Some team members hustle up to the top of the hill, while others stop just below the house. Their goal: clear the grass around it to break the path of the fire. They could cut the grass with hand tools, but this fire is moving too fast. The fastest way to clear the brush is to burn it.
Student Jen Marshall, a captain for Cal Fire, takes the lead for this exercise and explains her team’s strategy: "We had some good upslope wind, so we’re going to use that to our advantage to start to light some fire up on the top to give us a good buffer along the edge."
As some students torch the grass, other members keep watch on the hostile fire to make sure it doesn’t creep up on them. But things aren’t going as planned.
“You’re getting head fire heading toward you,” calls out a team member over the radio.
The wind has picked up and it’s making the fires that the team set more intense. That means they could lose control of the entire fire and lose the house. Suddenly, the fire makes a run, and team members scramble as they hear, "Head fire coming at you. Get out of there."
Making their way toward the buffers, which act like safety zones, the students account for one another over the radio and person to person. Meanwhile, the rest of the class watches, critiques and asks questions of more experienced officers.
Once a practice drill is over, the group joins the rest of the students, and instructors begin the most critical part of the exercise: the debrief with the students.
The lead instructor, Cal Fire Chief Mike Parkes, analyzes what he saw and where he thinks things went wrong with this drill.
"When you lit fire from the check line, you created hostile fire halfway up the slope," he says. "Your fire was now a bigger problem than the original hostile fire."

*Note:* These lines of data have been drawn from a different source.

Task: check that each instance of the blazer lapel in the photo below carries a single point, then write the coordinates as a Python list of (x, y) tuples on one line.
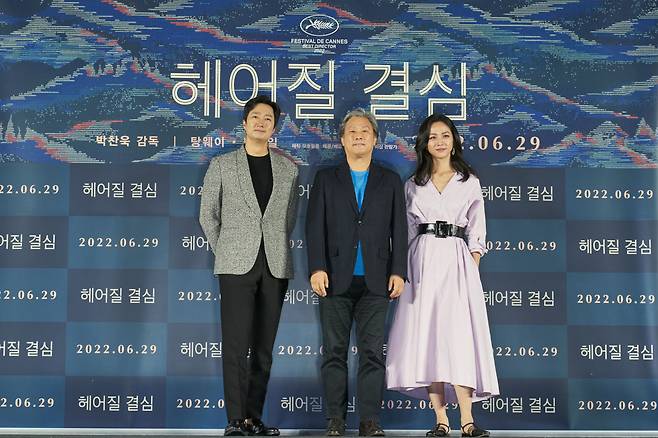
[(374, 178), (345, 178), (246, 185), (277, 175)]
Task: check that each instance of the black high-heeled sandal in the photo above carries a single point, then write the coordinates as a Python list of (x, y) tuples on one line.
[(439, 430), (474, 431)]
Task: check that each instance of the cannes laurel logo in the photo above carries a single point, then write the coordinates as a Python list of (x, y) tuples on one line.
[(319, 25)]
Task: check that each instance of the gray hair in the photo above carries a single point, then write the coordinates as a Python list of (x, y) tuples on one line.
[(359, 112)]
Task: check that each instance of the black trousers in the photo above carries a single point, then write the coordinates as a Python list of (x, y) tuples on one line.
[(336, 315), (250, 311)]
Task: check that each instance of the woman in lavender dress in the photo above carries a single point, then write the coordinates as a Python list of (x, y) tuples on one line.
[(439, 345)]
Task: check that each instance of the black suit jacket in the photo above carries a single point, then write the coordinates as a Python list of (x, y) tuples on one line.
[(334, 226)]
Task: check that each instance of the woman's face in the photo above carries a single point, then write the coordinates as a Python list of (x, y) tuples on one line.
[(441, 141)]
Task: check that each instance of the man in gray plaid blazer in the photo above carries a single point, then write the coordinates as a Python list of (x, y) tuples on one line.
[(248, 210)]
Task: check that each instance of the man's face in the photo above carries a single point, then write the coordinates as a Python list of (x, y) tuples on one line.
[(359, 138), (259, 125)]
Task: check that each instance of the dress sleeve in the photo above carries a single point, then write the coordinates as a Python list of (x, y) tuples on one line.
[(476, 229), (412, 219)]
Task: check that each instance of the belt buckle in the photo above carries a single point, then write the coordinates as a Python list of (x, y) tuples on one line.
[(438, 230)]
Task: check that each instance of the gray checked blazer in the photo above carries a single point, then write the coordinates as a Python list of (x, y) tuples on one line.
[(232, 221)]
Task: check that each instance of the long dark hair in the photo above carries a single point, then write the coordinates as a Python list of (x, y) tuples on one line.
[(424, 162)]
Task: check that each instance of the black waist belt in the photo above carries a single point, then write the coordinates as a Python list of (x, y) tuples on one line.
[(442, 229)]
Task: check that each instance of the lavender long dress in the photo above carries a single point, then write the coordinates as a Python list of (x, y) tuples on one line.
[(440, 332)]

Parkes says they failed to account for one of the most important threats: wind.
"You guys made a plan based on what you saw. I would base it off of my wind direction that should be baseline you use," he says.
The critiques are pointed, but the word “mistake” is never used, and that’s conscious. Out here is where instructors want the fire to challenge students, and where they want firefighters to deal with situations that require them to think and act decisively under pressure.

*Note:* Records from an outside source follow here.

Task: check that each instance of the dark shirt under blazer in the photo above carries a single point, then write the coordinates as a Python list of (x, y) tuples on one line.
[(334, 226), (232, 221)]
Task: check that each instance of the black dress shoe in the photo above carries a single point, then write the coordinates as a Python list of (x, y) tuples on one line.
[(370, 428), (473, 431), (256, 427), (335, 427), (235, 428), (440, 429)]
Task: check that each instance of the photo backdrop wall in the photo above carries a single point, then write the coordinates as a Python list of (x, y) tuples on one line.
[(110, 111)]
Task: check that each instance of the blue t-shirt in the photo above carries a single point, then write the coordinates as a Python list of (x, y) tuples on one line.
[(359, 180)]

Parkes says a positive learning environment is crucial if they want firefighters to learn these skills. Derum says there are no mistakes out here, only opportunities to learn. Fighting fire with fire is almost an exercise in improv -- the trick is not to dwell on what you did wrong but to use that experience when it counts.
In a former life, reporter Linnea Edmeier fought wildfires as a captain with Cal Fire.